И вот они – фрески. Большая часть их разместилась на основной стене храма,  на стороне, выходящей в галерею. Напротив них (мы уже знаем, что там были колонны и открытые проемы) старинных росписей нет, есть только фигуры святых, появившиеся значительно позже. Прежде всего взгляд поражает великолепие главного входа в храм: обрамленный с двух сторон фресками Софии Премудрости Божией и Спасителя, он удивляет тонкой работой резчиков и кузнецов. Цепи в виде металлических веревок, следы ударов молота на створках дверей создают ощущение вечности, незыблемости, надёжности.

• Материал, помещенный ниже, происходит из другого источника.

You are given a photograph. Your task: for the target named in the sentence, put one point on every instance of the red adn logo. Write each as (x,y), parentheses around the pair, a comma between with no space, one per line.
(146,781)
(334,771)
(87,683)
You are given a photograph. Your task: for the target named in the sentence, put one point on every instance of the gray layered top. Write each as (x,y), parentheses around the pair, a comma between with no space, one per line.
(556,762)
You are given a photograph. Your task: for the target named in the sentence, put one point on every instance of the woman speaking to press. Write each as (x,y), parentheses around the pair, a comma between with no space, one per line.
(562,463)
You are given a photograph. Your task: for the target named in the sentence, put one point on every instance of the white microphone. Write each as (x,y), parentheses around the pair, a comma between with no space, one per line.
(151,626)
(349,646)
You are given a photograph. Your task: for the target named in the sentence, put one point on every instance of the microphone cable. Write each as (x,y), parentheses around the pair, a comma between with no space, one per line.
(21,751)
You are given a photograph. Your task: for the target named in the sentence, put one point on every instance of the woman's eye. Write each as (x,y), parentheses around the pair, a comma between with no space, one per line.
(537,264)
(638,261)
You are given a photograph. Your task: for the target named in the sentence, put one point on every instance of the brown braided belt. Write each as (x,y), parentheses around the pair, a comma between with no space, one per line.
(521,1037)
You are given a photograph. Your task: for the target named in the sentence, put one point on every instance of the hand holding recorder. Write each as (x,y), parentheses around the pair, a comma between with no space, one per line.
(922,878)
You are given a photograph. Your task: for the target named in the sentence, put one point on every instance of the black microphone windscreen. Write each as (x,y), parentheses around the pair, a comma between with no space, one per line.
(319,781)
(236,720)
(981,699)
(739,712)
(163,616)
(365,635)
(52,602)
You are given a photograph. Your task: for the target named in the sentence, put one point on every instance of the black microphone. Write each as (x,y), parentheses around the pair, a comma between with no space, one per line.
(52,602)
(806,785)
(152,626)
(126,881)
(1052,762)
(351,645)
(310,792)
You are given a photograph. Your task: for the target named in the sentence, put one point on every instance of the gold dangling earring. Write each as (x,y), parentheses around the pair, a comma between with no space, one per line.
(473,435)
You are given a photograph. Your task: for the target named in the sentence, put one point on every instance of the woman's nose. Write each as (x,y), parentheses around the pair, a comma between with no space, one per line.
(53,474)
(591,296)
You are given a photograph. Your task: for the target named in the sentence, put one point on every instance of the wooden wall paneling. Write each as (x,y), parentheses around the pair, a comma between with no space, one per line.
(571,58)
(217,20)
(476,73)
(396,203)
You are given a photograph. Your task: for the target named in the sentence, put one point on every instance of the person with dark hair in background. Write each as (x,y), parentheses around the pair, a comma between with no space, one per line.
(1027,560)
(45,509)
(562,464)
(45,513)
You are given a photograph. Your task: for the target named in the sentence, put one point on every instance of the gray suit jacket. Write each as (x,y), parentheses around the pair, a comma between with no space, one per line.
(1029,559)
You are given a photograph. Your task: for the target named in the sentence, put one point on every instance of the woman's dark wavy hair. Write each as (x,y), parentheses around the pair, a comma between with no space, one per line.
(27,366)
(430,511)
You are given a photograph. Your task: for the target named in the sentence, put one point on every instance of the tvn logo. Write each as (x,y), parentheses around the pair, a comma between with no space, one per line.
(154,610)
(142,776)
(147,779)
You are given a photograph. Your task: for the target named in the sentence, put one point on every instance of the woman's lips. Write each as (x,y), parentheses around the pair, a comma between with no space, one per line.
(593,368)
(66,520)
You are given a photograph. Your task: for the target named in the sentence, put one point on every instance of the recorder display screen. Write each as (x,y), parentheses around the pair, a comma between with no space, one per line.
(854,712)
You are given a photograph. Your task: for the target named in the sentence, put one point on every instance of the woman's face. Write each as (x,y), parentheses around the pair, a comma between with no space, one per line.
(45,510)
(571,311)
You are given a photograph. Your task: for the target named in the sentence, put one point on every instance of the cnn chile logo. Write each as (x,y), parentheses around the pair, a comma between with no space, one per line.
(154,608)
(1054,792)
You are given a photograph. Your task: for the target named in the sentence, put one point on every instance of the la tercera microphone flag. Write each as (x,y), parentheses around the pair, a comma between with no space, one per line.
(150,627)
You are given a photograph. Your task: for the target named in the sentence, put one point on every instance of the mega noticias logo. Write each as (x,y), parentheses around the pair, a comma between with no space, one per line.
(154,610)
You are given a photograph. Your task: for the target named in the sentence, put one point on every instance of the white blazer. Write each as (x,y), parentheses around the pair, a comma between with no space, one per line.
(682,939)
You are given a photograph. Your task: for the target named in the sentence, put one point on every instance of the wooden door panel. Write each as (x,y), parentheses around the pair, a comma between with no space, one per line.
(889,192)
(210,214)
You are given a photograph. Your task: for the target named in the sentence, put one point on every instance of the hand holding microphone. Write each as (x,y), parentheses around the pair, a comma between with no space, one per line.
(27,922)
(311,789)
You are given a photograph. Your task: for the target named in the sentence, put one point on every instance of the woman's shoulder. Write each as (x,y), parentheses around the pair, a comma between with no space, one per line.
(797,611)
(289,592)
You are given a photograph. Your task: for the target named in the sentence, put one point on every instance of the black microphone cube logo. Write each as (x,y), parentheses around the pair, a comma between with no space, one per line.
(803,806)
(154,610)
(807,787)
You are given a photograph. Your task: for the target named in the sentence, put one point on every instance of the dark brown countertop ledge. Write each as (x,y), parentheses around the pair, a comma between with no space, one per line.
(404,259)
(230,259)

Но, задержавшись здесь, мы всё же  пойдем по галерее направо, свернем за угол и…

  Вот тут начинаются первые «открытия», которые мы с вами сделаем. Здесь находится Екатерининский придел, который был ещё в  деревянной церкви. Тут же, естественно, размещена   икона святой великомученицы Екатерины, которая, по предположению исследователя Сергея Демидова, была  тоже ещё в деревянном храме и была написана в конце 16 или в начале 17 века, то есть, ей никак не меньше четырехсот лет!

А фрески в этом месте галереи как бы иллюстрируют Библию в той части, где  говорится о сотворении мира и человека, о грехопадении. Все они расположены в канонической последовательности, мы видим и отделение тьмы от света (« Да будет свет!»), и создание тверди земной и тверди небесной, сотворение трав, деревьев… Но уже первая фреска в этом ряду заставляет призадуматься тех, кто хоть немного знаком с Библией. На ней изображено сотворение… небесных сил. Но ведь в Библии нет ни слова об этом! Это наглядный пример изобразительного  толкования Библии, очередная попытка объяснить людям то, что можно принимать, но понять невозможно: триединство Бога. И на вопрос: «Кто же сотворил Творца?» церковь отвечала, отходя от Библии, новым изобразительным каноном, где в одной фреске или иконе были изображены Бог Саваоф, Спас Эммануил и Святой дух в виде голубя в момент создания сил небесных.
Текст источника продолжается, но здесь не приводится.